The accuracy of SVMSEQ contact prediction is highly correlated with the confidence score. For example, a Cα contact prediction with a SVMSEQ confidence score >0.8 is almost always correct and that with a confidence score >0.7 has an average accuracy 80%. However, for most hard targets, there may be very few predictions with high confidence score. For the FM target in CASP9, to cover sufficient contact predictions, we use the top 0.6*L (L is the length of proteins) contacts regardless of the accuracy or more if the confidence score of additional contacts is higher than the specific confidence score cutoffs (see SI). The average accuracy of the contact predictions by SVMSEQ is 27.6% with an average number of predictions =0.606*L for the 26 FM targets. The side-chain contacts collected from the LOMETS templates have an accuracy of only 11.9%, which confirms that the threading templates are poor for this protein set. According to the assessor s assessment (Grishin, 2010) (see also http://prodata.swmed.edu/CASP9/evaluation/domainscore_sum/human_server-best-Z.html), the total GDT-TS score of the I-TASSER server models is 39.86, which is 16% higher than the second best server and 44% higher than the third best server (Table S1).

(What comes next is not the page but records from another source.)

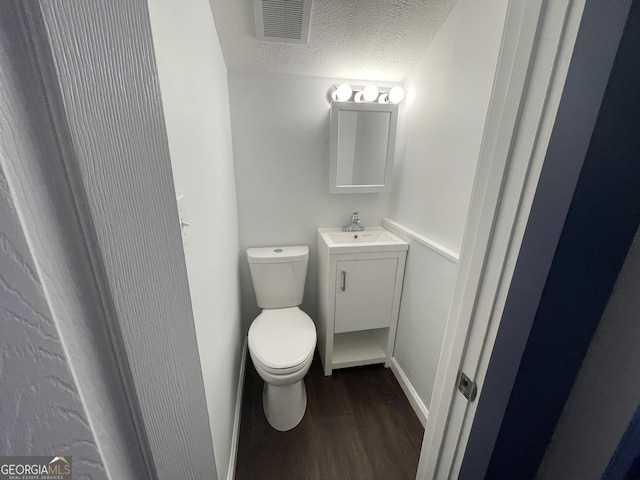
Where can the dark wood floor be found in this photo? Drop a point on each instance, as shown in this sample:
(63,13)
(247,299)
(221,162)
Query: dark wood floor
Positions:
(358,425)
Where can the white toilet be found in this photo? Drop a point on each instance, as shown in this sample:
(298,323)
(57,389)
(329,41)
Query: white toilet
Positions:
(282,338)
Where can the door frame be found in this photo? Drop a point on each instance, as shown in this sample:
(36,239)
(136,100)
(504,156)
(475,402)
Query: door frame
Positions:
(503,192)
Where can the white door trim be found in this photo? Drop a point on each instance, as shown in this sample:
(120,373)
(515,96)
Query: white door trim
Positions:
(488,241)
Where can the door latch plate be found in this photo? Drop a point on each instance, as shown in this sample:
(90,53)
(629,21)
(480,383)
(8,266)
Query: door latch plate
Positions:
(467,387)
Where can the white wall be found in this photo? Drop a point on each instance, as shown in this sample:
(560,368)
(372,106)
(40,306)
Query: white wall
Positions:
(442,122)
(447,98)
(606,393)
(280,127)
(193,80)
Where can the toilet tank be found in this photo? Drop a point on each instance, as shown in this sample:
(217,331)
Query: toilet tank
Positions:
(278,275)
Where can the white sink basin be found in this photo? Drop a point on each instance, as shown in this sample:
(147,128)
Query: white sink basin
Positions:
(372,239)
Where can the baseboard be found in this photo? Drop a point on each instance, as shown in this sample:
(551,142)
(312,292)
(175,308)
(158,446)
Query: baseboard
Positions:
(410,392)
(235,437)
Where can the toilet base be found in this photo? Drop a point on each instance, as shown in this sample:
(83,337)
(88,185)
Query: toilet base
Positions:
(284,405)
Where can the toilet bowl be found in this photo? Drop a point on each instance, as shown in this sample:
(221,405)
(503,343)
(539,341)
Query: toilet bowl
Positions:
(282,338)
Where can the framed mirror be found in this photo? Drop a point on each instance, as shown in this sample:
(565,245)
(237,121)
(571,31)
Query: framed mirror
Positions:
(362,146)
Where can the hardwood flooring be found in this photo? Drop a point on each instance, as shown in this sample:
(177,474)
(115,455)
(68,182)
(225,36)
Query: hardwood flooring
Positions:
(358,426)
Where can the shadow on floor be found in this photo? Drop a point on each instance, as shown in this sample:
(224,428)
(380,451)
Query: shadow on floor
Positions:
(358,425)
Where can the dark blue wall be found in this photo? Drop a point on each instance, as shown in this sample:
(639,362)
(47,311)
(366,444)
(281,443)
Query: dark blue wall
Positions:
(602,220)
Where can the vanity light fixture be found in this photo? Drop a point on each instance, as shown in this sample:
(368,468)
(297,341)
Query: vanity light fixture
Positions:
(370,93)
(364,94)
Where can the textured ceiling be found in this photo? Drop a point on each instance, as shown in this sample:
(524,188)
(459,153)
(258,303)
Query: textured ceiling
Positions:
(352,39)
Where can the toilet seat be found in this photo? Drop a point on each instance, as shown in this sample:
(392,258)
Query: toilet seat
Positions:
(281,340)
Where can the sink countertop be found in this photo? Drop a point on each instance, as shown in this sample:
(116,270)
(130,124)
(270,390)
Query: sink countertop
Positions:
(372,239)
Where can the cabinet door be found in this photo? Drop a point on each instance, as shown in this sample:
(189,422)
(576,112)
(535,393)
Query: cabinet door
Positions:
(364,294)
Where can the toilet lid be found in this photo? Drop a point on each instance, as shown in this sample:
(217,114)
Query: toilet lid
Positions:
(282,338)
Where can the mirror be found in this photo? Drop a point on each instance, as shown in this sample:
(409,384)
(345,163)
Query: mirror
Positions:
(362,146)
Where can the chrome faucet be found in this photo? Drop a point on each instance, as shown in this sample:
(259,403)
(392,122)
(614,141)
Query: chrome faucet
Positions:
(355,225)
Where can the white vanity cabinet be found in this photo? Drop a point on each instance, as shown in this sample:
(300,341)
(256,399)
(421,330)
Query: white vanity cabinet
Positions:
(359,292)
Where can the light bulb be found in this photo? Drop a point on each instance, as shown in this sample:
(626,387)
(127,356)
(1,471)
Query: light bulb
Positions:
(396,94)
(370,93)
(343,92)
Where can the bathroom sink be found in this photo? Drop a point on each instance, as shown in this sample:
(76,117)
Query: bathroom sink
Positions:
(372,239)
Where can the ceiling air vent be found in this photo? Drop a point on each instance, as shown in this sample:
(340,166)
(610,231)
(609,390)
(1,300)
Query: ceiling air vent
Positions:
(282,20)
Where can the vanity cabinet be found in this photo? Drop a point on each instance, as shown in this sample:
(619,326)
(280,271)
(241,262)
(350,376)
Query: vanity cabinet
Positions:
(359,299)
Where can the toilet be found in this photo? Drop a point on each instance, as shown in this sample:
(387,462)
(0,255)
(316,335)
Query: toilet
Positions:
(282,338)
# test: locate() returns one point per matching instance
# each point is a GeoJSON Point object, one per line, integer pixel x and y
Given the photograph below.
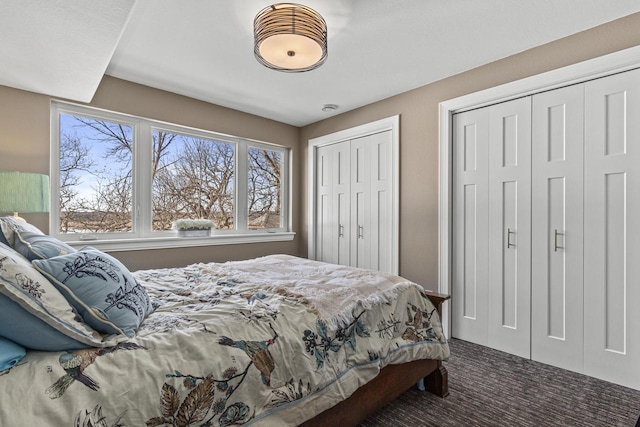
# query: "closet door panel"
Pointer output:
{"type": "Point", "coordinates": [510, 227]}
{"type": "Point", "coordinates": [612, 228]}
{"type": "Point", "coordinates": [381, 200]}
{"type": "Point", "coordinates": [327, 226]}
{"type": "Point", "coordinates": [557, 228]}
{"type": "Point", "coordinates": [341, 196]}
{"type": "Point", "coordinates": [470, 226]}
{"type": "Point", "coordinates": [361, 232]}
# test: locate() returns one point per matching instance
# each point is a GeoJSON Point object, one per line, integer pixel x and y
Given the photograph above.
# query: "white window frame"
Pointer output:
{"type": "Point", "coordinates": [142, 237]}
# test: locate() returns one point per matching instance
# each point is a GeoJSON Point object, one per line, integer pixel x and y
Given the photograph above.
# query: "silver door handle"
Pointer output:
{"type": "Point", "coordinates": [509, 233]}
{"type": "Point", "coordinates": [555, 240]}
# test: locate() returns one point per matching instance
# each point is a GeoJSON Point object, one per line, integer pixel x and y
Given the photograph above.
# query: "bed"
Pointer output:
{"type": "Point", "coordinates": [277, 340]}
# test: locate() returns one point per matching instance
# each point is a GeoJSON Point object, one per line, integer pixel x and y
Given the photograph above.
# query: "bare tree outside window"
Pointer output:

In Figure 6, we present two representative examples: one is an alpha- and one is a beta-protein. “T0553” is the PBS linker domain from Anabaena sp. and is 141 residues long. Although the assessor split the target into two domains (“T0553_1” and “T0553_2”, both being FM domains), we analyze the target here as the whole chain because the I-TASSER server did model it as single domain and the experimental structure looks overall well packed (see top-middle panel in Figure 6). The SVMSEQ Cα contact prediction has only 6 contacts that have a confidence score above the threshold (see Supplemental Information) but all are correct. Regardless of the confidence threshold, the I-TASSER server used the top 85 (0.6*L) contact predictions from SVMSEQ, out of which 32 were correct, distributed quite evenly along the chain except for the second helix (I27-E45, see top-right panel of Figure 6). The other 8 SVMSEQ predictors have a comparable accuracy and coverage. Finally, the I-TASSER server built a model with TM-score=0.493 that is about 20% higher than the best prediction from all other servers. The TM-score of the best threading template “1k94A” identified by LOMETS is only 0.289.
I-TASSER modeling on two CASP9 hard targets: “T0553” (top panel) and “T0604_1” (bottom panel). The left panels are backbones of the native structures with cross line representing SVMSEQ Cα contact predictions at...
Target “T0604_1” (M11-P86) is the N-terminal domain of the VP0956 protein from Vibrio parahaemolyticus. The I-TASSER server identified the M1-A102 stretch as a domain based on the LOMETS alignments. SVMSEQ generated 48 contact predictions out of which 35 were correct, resulting in an accuracy=72.9%, which is significantly higher than the accuracy of contacts from LOMETS (15.2%). In particular, most of the SVMSEQ contact predictions along the two β-sheets are correct (bottom-left panel of Figure 6), which drove the I-TASSER simulation to precisely pack the 3 β-strands. As a result, the first-ranking I-TASSER model has a TM-score=0.691 and RMSD=2.66 Å, while the best template for this domain identified by LOMETS is “3goaA” which only has a TM-score=0.345. In both cases of T0553 and T0604_1, the high accuracy of the composite contact predictions by SVMSEQ is essential to the success in the modeling.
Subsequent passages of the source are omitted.